When Tom Cormons left the East Coast to attend college in Charlottesville, Va., it didn’t take him long to fall in love with the mountains.
Every opportunity he had during his time at the the University of Virginia, he hiked, paddled and climbed in the rugged mountains of Appalachia.He eventually met his wife, Heather, while working as a whitewater guide on West Virginia’s Gauley River. Even through his years of pursuing an environmental law degree at UCLA and working in Washington, D.C., for the U.S. Justice Department, Tom’s passion for the mountains — and a desire to protect them — never wavered.
That desire, combined with an extensive background in wildlife research and energy policy as well as six years of leadership experience at Appalachian Voices, is what led Tom to become the organization’s new executive director.
Tom joined Appalachian Voices as a member 12 years ago, inspired by the mission to protect the mountains he had grown to love. In 2007, he joined the staff to establish the organization’s Virginia office and program. In the past few years, he has expanded the Virginia office to a staff of five, and positioned Appalachian Voices in a leading role in the efforts to bring cleaner energy to the commonwealth.
“I am honored to now lead this organization, whose staff, board, members and partners continue to inspire me every day,” Tom says. “I’m very motivated to help our region transition to cleaner energy and to ways of supporting people’s livelihoods that respect our natural heritage.
“What we do to the mountains, forests, and creeks has tremendous implications for people living here now, as well as for what we’ll be passing on to our children and their children,” Tom continues. “With three young kids myself, this is always on my mind.”
Established 15 years ago, Appalachian Voices has evolved from a small organization focused mostly on forest and air quality into a regional force tackling major issues like ending mountaintop removal coal mining, reducing air and water pollution associated with the coal cycle, and transitioning Appalachian states to clean energy. The organization now has 20 full-time staff members and four offices, and works mainly in Kentucky, North Carolina, Tennessee, Virginia and West Virginia.
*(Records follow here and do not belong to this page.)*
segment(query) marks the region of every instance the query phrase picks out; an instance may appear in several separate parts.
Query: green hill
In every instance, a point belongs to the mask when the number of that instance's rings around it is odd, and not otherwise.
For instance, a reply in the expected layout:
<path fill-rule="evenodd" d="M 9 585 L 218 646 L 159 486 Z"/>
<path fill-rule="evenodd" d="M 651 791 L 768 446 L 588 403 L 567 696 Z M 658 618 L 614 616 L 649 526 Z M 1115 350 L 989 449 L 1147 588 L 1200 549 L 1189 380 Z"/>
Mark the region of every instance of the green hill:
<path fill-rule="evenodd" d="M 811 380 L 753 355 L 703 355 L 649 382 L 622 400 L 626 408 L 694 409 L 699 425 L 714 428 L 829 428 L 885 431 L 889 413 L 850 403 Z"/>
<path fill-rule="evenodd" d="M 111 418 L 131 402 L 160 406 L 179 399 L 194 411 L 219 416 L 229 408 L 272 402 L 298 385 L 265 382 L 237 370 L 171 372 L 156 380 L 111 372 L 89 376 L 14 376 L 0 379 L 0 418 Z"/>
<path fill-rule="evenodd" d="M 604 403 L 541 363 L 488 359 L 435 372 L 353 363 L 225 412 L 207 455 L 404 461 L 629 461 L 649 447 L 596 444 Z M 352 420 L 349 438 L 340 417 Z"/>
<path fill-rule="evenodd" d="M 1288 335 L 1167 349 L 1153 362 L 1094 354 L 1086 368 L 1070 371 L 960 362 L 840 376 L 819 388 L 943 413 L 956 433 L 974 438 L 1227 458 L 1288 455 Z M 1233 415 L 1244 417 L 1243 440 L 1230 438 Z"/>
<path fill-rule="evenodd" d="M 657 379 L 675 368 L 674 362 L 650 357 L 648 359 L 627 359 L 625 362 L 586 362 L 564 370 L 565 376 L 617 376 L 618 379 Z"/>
“As I’ve worked with Tom over the years, I have witnessed his thoughtful, contemplative, and intelligent work mature and shine,” says Kathy Selvage, a coal miner’s daughter from Wise County, Va., who has worked to end mountaintop removal, and currently serves on Appalachian Voices’ board. “His love of the Appalachians, its flowers and fauna, and its people and culture, will be the lynchpin of his leadership. Appalachian Voices is in good hands.”